147
votes

I'm using R and ggplot to draw a scatterplot of some data, all is fine except that the numbers on the y-axis are coming out with computer style exponent formatting, i.e. 4e+05, 5e+05, etc. This is unacceptable to me, so I want to get it to display them as 500,000, 400,000, and so on.
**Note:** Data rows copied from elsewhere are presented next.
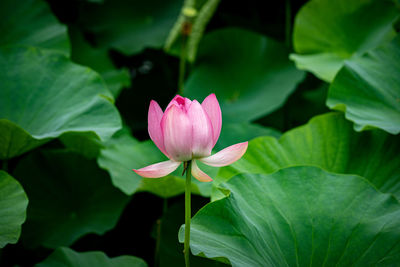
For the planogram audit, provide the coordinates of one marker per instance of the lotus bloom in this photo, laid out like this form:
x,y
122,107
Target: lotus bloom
x,y
188,131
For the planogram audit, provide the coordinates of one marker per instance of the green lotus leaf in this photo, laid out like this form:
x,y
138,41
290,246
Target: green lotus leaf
x,y
98,59
299,216
250,73
367,89
66,257
131,26
43,95
327,141
31,22
69,197
326,33
13,203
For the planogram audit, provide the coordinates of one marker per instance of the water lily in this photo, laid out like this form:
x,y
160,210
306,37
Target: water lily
x,y
187,132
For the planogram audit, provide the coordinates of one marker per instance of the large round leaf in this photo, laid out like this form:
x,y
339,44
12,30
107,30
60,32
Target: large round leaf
x,y
99,60
30,22
300,216
13,203
43,95
327,141
123,153
250,73
69,197
131,26
66,257
326,32
367,89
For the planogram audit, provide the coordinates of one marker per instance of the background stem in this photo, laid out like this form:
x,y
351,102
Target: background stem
x,y
288,24
187,212
182,65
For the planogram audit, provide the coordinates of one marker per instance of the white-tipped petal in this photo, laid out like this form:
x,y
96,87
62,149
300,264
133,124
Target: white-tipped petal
x,y
226,156
154,125
159,169
177,131
211,106
199,174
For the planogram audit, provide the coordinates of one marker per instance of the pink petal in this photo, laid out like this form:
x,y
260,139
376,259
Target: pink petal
x,y
159,169
181,102
177,132
226,156
202,142
211,106
199,174
154,125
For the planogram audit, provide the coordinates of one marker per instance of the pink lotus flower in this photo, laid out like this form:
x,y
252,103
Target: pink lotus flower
x,y
188,131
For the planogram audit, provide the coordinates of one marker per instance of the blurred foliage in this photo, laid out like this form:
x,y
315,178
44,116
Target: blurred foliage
x,y
76,79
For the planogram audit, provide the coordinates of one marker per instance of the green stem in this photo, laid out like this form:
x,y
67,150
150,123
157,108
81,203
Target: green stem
x,y
182,64
187,212
288,24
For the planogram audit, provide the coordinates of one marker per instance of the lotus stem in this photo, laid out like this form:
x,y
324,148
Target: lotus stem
x,y
187,212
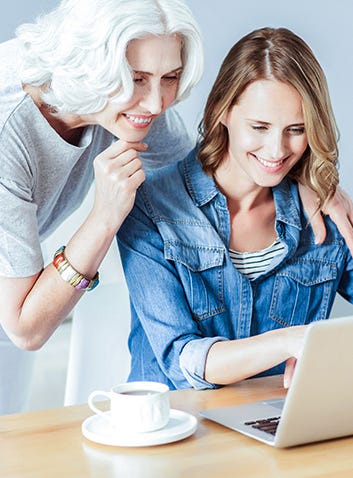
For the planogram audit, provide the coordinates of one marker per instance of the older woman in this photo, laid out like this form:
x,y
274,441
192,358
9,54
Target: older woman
x,y
90,72
223,272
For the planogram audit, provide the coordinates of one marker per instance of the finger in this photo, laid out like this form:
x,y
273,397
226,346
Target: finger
x,y
318,226
344,225
289,371
309,200
120,146
130,168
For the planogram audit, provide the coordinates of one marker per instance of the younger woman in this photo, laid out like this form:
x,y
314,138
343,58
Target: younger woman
x,y
222,266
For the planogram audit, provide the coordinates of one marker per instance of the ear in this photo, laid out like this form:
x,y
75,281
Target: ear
x,y
224,119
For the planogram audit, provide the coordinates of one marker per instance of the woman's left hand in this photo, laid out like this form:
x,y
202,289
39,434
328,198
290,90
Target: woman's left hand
x,y
339,208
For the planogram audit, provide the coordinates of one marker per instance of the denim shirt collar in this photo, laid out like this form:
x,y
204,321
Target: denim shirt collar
x,y
203,189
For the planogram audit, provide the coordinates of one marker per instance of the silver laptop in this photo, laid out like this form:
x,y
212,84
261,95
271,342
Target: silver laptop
x,y
319,403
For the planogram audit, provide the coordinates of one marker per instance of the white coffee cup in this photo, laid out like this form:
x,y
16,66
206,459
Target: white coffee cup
x,y
135,407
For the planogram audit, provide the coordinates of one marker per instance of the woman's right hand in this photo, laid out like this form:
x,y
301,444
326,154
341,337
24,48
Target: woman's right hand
x,y
118,174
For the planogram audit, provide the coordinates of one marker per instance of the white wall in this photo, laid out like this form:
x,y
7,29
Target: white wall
x,y
325,25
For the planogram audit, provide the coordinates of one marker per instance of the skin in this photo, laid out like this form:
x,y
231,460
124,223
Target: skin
x,y
265,142
33,307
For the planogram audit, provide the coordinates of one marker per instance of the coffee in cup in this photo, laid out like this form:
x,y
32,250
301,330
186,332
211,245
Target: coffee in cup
x,y
135,407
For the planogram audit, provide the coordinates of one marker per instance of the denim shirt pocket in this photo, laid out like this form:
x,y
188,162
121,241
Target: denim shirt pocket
x,y
302,291
202,275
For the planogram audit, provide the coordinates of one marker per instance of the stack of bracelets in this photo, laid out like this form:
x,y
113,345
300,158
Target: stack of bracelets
x,y
71,275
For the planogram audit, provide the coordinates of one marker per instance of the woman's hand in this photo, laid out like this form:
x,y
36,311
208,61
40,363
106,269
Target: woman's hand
x,y
118,174
339,208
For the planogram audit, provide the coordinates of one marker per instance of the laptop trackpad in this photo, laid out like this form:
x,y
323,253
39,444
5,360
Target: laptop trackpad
x,y
275,402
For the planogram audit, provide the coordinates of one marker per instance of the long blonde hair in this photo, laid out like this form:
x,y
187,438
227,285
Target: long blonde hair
x,y
278,54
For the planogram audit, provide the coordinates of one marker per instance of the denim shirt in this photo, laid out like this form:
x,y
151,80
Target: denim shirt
x,y
185,292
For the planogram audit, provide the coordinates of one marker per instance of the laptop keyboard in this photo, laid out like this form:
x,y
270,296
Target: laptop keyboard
x,y
268,425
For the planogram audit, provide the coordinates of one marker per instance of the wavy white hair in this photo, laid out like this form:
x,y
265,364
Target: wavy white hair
x,y
77,52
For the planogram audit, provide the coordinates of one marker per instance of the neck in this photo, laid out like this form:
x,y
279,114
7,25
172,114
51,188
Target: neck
x,y
69,126
241,193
Getting a proper exponent notation would also be acceptable.

The code for the plot is as follows:

p <- ggplot(valids, aes(x=Test, y=Values)) +
  geom_point(position="jitter") +
  facet_grid(. ~ Facet) +
  scale_y_continuous(name="Fluorescent intensity/arbitrary units") +
  scale_x_discrete(name="Test repeat") +
  stat_summary(fun.ymin=median, fun.ymax=median, fun.y=median, geom="crossbar")

Any help much appreciated.

5
Be careful of describing ggplot default options as "obviously unacceptable". You mean you have a personal preference for a different format. A number in the format 4e+05 is scientific notation, and would be the preferred formatting in a wide variety of applications.Andrie
4e+05 is not scientific notation, it is a computer approximation to scientific notation. It would not be acceptable in any print journal I can think of, so I consider it unacceptable for my dissertation.Jack Aidley

5 Answers

141
votes

Another option is to format your axis tick labels with commas is by using the package scales, and add

 scale_y_continuous(name="Fluorescent intensity/arbitrary units", labels = comma)

to your ggplot statement.

If you don't want to load the package, use:

scale_y_continuous(name="Fluorescent intensity/arbitrary units", labels = scales::comma)
72
votes

I also found another way of doing this that gives proper 'x10(superscript)5' notation on the axes. I'm posting it here in the hope it might be useful to some. I got the code from here so I claim no credit for it, that rightly goes to Brian Diggs.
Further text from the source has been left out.